Union gives no response to colleges’ request to allow faculty to vote.
Union decision delayed until Monday.
(TORONTO, Jan. 29, 2010) – Ontario’s colleges are urging the Ontario Public Service Employees Union (OPSEU) to allow full-time faculty at the province’s 24 colleges to vote on the final contract offer.
“The colleges have made a good offer to faculty,” said Dr. Rachael Donovan, chair of the colleges’ bargaining team. “This offer increases the maximum salary to more than $102,000 by September of next year and protects the faculty’s workload provisions.
“OPSEU should allow faculty to participate in a supervised vote on the offer,” Dr. Donovan said. “No one wants to see the students’ year disrupted by a strike. OPSEU should allow faculty members at the 24 colleges to exercise their democratic right to vote.”
In an effort to avert a pending strike, the colleges’ presented its final offer to OPSEU on Wednesday. The key elements of the three-year offer are:
- A salary increase of 5.9 per cent over three years, which moves the maximum salary to $102,186 by Sept. 1, 2011.
- Workload protections contained in the last collective agreement remain intact.
The colleges had hoped to get a response from OPSEU on Thursday but the union’s bargaining team advised the mediator that they would not be able to respond to the request to hold a vote until next Monday (February 1).
“We need a supervised vote soon so that faculty members can make their decision known,” Dr. Donovan said. “There is no need for a strike at Ontario’s colleges, and OPSEU can avert a strike by allowing for a supervised vote on the colleges’ final offer.”
The Colleges Collective Bargaining Act allows the union to take a proposed collective agreement to the membership for a vote. That vote is to be conducted under the supervision of and in the manner prescribed by the Ontario Labour Relations Board.
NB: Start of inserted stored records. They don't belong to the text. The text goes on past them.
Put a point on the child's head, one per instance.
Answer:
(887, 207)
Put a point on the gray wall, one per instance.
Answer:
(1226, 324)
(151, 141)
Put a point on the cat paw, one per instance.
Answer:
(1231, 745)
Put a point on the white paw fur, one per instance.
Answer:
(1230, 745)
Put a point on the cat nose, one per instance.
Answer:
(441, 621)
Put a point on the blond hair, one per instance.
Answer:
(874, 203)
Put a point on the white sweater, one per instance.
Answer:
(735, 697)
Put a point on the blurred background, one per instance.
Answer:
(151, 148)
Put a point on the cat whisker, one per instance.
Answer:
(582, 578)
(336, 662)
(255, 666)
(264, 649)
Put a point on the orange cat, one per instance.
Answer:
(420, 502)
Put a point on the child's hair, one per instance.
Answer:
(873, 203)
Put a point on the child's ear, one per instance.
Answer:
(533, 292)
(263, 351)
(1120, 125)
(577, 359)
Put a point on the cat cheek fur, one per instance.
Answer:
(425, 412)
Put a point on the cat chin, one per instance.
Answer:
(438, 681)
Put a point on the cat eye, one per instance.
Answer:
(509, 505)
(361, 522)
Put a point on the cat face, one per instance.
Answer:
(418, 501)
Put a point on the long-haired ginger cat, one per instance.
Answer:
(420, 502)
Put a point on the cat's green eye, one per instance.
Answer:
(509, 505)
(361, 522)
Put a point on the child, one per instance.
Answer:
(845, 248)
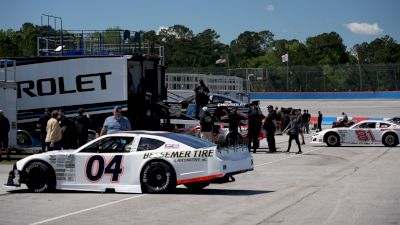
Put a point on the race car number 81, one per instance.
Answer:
(95, 168)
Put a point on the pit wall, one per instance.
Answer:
(326, 95)
(329, 120)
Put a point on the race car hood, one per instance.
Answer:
(42, 156)
(331, 129)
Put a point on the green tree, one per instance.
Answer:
(327, 49)
(380, 50)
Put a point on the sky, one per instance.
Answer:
(356, 21)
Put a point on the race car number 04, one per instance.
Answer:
(365, 136)
(113, 168)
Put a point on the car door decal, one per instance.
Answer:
(363, 135)
(96, 167)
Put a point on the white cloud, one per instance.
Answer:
(270, 8)
(364, 28)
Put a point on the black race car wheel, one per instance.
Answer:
(158, 177)
(197, 186)
(39, 177)
(390, 140)
(332, 139)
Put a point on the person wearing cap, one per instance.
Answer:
(206, 125)
(255, 118)
(69, 137)
(82, 123)
(270, 126)
(4, 129)
(294, 130)
(53, 132)
(201, 97)
(41, 124)
(115, 123)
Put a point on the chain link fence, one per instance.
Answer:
(326, 78)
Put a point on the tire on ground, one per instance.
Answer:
(40, 177)
(158, 177)
(390, 139)
(332, 139)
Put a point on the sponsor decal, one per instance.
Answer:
(182, 156)
(96, 167)
(363, 135)
(199, 179)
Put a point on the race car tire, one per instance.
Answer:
(220, 112)
(390, 140)
(39, 177)
(332, 139)
(197, 186)
(158, 177)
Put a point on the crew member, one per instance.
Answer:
(69, 138)
(254, 127)
(234, 118)
(4, 129)
(206, 125)
(82, 122)
(293, 131)
(41, 124)
(53, 130)
(345, 117)
(319, 120)
(201, 97)
(270, 126)
(115, 123)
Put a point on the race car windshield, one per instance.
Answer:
(189, 140)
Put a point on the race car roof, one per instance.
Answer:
(191, 141)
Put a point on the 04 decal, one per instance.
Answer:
(363, 135)
(96, 167)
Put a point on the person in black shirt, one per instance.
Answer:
(254, 127)
(82, 124)
(41, 124)
(270, 126)
(293, 131)
(234, 118)
(68, 140)
(4, 129)
(201, 97)
(306, 117)
(206, 125)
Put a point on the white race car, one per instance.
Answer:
(135, 161)
(364, 132)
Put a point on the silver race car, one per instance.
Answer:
(133, 162)
(364, 132)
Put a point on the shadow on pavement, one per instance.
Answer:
(231, 192)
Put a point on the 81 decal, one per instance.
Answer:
(96, 167)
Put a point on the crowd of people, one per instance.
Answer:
(292, 122)
(60, 132)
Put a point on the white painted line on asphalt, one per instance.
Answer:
(86, 210)
(293, 156)
(138, 196)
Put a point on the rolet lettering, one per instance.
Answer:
(49, 86)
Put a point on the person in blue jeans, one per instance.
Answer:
(115, 123)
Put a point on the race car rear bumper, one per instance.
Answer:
(14, 177)
(228, 177)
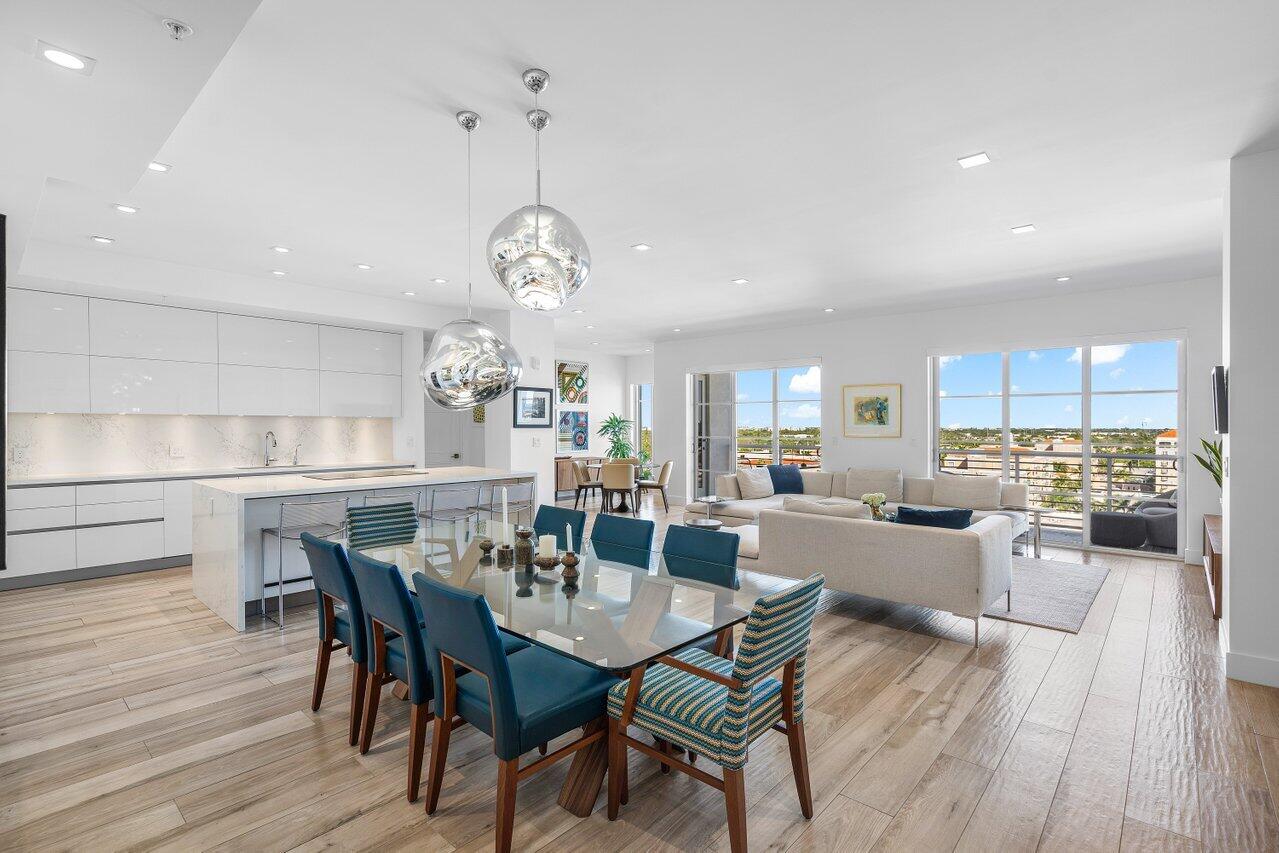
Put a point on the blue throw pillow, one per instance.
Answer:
(785, 480)
(954, 519)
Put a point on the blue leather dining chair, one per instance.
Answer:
(716, 707)
(339, 628)
(397, 651)
(551, 519)
(521, 701)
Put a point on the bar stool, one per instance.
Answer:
(321, 519)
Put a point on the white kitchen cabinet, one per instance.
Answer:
(267, 343)
(134, 330)
(47, 322)
(356, 351)
(47, 383)
(118, 544)
(37, 553)
(177, 517)
(137, 385)
(360, 395)
(267, 390)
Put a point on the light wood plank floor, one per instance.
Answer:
(133, 718)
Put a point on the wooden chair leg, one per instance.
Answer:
(800, 765)
(322, 655)
(439, 756)
(420, 716)
(617, 767)
(358, 680)
(508, 773)
(734, 799)
(372, 695)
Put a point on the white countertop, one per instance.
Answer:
(294, 484)
(195, 473)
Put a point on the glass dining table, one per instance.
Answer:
(626, 609)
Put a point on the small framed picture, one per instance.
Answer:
(532, 408)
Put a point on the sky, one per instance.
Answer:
(976, 381)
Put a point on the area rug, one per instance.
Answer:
(1050, 594)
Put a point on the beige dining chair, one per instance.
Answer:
(582, 481)
(659, 484)
(619, 478)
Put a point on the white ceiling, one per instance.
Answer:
(807, 147)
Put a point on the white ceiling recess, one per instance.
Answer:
(810, 148)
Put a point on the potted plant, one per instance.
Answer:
(617, 430)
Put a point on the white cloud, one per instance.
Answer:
(807, 381)
(1105, 354)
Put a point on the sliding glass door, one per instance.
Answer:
(1096, 421)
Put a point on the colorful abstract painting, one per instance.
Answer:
(573, 383)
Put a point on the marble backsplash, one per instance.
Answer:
(50, 445)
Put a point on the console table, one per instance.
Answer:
(1213, 562)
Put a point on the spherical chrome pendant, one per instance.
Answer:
(470, 363)
(539, 257)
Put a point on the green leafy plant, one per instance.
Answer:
(1211, 459)
(617, 430)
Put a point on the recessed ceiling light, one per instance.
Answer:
(63, 58)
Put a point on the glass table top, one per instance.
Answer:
(627, 608)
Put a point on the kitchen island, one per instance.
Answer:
(229, 516)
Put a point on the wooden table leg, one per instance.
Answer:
(586, 774)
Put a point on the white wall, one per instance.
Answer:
(1250, 311)
(608, 393)
(894, 349)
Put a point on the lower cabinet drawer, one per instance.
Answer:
(36, 553)
(118, 544)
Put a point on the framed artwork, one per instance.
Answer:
(872, 411)
(573, 383)
(574, 432)
(532, 408)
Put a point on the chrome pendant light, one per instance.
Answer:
(470, 362)
(536, 253)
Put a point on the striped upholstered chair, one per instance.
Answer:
(716, 707)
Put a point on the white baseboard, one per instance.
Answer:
(1252, 668)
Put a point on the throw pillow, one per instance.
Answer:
(866, 481)
(968, 493)
(954, 519)
(817, 508)
(785, 480)
(753, 482)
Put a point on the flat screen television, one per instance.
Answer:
(1220, 400)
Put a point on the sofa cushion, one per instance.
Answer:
(956, 519)
(865, 481)
(967, 493)
(753, 482)
(785, 480)
(843, 509)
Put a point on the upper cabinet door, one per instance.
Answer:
(267, 343)
(132, 330)
(47, 322)
(354, 351)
“We certainly hope the union’s bargaining team, as the representative of the employees, will allow the members to make the decision as to whether they will accept the colleges’ final offer for a proposed collective agreement. That would be the democratic thing to do,” said Donovan. “If that vote was in favour of the offer, a collective agreement would be in place and a strike would be averted.”